Using the TiltStick on the n810

Fortunately the USB HID drivers are included and joystick devices are detected and included into the input event subsystem. The only part missing is the handling of the actual joystick events and their forwarding to the application that wants to make use of the joystick. The following section explains how to access the TiltStick by directly interfacing to the linux input event subsystem. The same approach may be used to build a generic software interface to use a standard USB joystick or gamepad with Maemo.

The input event subsystem

The Linux kernel creates an input event interface for every input device it detects. These interfaces are named /dev/input/eventX where X is a number. Such a device is created for e.g. every keyboard, mouse, touchpad, touchscreen and joystick. Doing a hexdump /dev/input/event1 will e.g. dump the hex representation of all keyboard events to the screen. This is a very basic interface and the events are very "close to the hardware" and will need some conversion to have e.g. keyboard events translated into actual key mappings etc. Furthermore, these event interfaces are not setup using a fixed scheme. Therefore a method is required to actually find the event interface matching the desired device.

In a second step these event messages have to be parsed by the application and be translated into the desired actions. Unfortunately HID devices can be very complex. Fortunately we are going to do this for the TiltStick only and we know exactly what events the device will deliver. Using this very same approach for a generic joystick interface will be somewhat more complex as it requires to cope with different joystick layouts using different axis mappings, different button layouts and different resolutions on the analog axes.

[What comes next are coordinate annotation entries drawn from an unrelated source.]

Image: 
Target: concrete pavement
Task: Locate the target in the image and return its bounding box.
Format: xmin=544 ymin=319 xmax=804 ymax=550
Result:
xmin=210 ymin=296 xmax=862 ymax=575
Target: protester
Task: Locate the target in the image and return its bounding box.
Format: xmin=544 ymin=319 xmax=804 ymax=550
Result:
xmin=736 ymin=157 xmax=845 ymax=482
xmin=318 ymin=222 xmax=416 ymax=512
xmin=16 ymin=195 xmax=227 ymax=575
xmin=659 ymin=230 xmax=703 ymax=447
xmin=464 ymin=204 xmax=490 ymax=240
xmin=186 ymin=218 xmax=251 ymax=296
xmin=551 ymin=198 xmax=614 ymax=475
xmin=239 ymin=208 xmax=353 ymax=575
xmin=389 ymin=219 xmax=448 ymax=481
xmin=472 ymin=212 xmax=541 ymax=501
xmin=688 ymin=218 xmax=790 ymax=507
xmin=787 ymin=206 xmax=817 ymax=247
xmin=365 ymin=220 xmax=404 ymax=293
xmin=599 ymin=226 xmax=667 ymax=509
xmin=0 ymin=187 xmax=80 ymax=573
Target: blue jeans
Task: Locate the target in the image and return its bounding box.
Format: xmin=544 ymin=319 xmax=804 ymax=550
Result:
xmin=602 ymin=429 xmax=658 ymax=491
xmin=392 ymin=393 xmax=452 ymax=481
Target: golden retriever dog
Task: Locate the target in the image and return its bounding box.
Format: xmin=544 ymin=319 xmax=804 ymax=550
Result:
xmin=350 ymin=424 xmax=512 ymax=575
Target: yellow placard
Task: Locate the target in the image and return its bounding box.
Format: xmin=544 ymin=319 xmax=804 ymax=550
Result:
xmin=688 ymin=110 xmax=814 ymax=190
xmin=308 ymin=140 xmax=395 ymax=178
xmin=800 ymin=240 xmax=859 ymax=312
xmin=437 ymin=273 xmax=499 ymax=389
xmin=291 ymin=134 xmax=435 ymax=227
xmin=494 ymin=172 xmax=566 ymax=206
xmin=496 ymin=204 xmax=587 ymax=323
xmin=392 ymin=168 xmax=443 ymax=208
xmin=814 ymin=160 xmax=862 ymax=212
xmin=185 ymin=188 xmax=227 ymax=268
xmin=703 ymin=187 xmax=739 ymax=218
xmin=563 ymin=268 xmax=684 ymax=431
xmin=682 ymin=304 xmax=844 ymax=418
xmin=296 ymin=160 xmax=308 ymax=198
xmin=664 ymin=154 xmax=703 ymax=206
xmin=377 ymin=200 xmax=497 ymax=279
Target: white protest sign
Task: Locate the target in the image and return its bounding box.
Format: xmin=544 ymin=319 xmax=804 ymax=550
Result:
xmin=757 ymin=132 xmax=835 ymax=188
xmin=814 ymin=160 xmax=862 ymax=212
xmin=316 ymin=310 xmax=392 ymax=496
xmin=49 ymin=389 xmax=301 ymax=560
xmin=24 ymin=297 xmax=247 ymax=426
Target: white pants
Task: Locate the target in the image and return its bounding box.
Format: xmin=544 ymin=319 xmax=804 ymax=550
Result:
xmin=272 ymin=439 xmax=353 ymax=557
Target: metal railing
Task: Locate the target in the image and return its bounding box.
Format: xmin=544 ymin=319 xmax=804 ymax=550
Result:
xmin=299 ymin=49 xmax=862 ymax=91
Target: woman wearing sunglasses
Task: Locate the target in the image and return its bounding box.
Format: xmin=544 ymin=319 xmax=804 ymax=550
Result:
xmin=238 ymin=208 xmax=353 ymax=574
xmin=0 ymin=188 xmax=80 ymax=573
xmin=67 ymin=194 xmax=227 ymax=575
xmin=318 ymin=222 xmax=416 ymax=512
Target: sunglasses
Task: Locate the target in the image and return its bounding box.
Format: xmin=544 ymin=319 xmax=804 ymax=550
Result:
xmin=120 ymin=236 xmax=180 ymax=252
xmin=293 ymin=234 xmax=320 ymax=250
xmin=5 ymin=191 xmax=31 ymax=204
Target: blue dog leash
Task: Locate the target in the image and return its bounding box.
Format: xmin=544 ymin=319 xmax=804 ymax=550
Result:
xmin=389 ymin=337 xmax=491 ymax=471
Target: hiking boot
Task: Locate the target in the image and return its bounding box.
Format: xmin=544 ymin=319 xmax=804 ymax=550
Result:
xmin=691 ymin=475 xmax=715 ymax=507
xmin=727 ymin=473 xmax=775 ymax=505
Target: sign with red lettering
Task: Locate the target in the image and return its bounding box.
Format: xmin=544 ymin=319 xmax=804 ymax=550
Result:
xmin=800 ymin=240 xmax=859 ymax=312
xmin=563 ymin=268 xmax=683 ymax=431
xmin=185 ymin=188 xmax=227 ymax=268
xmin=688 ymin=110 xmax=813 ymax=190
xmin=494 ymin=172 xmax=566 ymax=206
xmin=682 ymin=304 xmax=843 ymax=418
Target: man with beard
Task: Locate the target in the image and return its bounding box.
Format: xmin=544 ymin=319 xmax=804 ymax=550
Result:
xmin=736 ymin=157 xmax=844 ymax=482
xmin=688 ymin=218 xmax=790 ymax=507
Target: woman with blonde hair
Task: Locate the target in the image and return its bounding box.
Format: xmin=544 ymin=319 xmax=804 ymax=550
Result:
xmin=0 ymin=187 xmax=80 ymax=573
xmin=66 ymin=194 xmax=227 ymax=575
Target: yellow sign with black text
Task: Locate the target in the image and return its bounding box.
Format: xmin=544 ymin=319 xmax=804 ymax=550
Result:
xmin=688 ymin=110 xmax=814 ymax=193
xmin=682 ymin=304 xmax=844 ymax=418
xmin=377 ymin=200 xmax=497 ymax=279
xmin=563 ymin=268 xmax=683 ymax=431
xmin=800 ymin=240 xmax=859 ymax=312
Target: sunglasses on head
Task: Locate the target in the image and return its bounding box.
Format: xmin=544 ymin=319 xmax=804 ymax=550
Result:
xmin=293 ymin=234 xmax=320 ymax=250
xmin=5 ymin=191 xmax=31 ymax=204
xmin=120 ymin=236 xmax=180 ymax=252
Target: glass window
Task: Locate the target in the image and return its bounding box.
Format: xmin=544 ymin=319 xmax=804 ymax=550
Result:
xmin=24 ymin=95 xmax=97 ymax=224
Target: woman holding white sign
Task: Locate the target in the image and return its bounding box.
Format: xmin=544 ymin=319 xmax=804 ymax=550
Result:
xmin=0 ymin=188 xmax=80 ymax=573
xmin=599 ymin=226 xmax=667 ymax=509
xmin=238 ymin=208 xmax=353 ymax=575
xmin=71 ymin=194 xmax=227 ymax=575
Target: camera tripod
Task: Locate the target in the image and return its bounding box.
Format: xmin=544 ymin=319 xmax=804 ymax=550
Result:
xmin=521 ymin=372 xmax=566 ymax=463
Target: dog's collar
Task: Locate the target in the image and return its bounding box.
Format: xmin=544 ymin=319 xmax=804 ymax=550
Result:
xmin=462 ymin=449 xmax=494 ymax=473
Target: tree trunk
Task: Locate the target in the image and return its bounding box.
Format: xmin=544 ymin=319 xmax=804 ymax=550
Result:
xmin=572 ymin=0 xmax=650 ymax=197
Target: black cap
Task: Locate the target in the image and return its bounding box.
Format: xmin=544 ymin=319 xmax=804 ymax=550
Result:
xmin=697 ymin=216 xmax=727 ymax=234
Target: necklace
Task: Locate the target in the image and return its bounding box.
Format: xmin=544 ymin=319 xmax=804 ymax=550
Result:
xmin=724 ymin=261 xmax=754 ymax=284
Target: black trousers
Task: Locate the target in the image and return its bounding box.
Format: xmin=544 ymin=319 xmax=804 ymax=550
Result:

The information required to do this complex parsing can be requested from the event subsystem and then be used to translate the actual events. Furthermore a generic joystick detection routine is then needed to select all event interfaces that actually carry joystick information.

In case of the TiltStick this is rather simple as we even know the exact USB vendor and product ids of the TiltStick. The application therefore just opens all available /dev/input/eventX devices and requests the USB vendor and product id of each attached device. Once it find the values of the TiltStick (vendor id 1c40, product id 0533) it has found the right interface and can ignore all the remaining ones.

Parsing the events also is a snap as the events directly match the data generated by the TiltStick. The two axes are available as axes 0 and 1 reporting signed 10 bit values (-512 to +511) which directly match the output of the ATmega8's 10 bit ADC converters. Furthermore on and off events are being sent for the two application buttons present on the TiltStick (the calibration button is not reported to the host PC).

Setting permissions

In case of the Maemo another hurdle has to be taken as the event interfaces are by default accessible by the root user only. But we want to access it from a standard user application. A special config file for the udev system will tell it to give the standard user access to the event interface generated for the TiltStick. The following file is automatically installed with the tiltstick demo application and takes care of this:

# file: /etc/udev/rules.d/tiltstick.rules
# purpose: give user access to event interface of tiltstick
KERNEL=="event*", SUBSYSTEM=="input", SYSFS{idVendor}=="1c40", SYSFS{idProduct}=="0533", GROUP="users", OWNER="user"

The entire setup is available for the os2008 platform via one-click install from the harbaum.org repository:

Enigma

Enigma is one of those games that just need an accelerometer or tilt sensor as input device. In this game you guide a marble through various mazes. It is usually controlled by mouse, but the tiltstick is a very intuitive input method for this type of game. Enigma as well as the Palm OS game Mulg (which also had a tilt sensor input option) are inspired by the Oxyd game initially written for the Atari ST.

The TiltStick comes with a patch to the enigma-1.01 source code which enables the use of a joystick together in enigma. Since the TiltStick emulates a joystick enigma can thus be played realistically by tilting.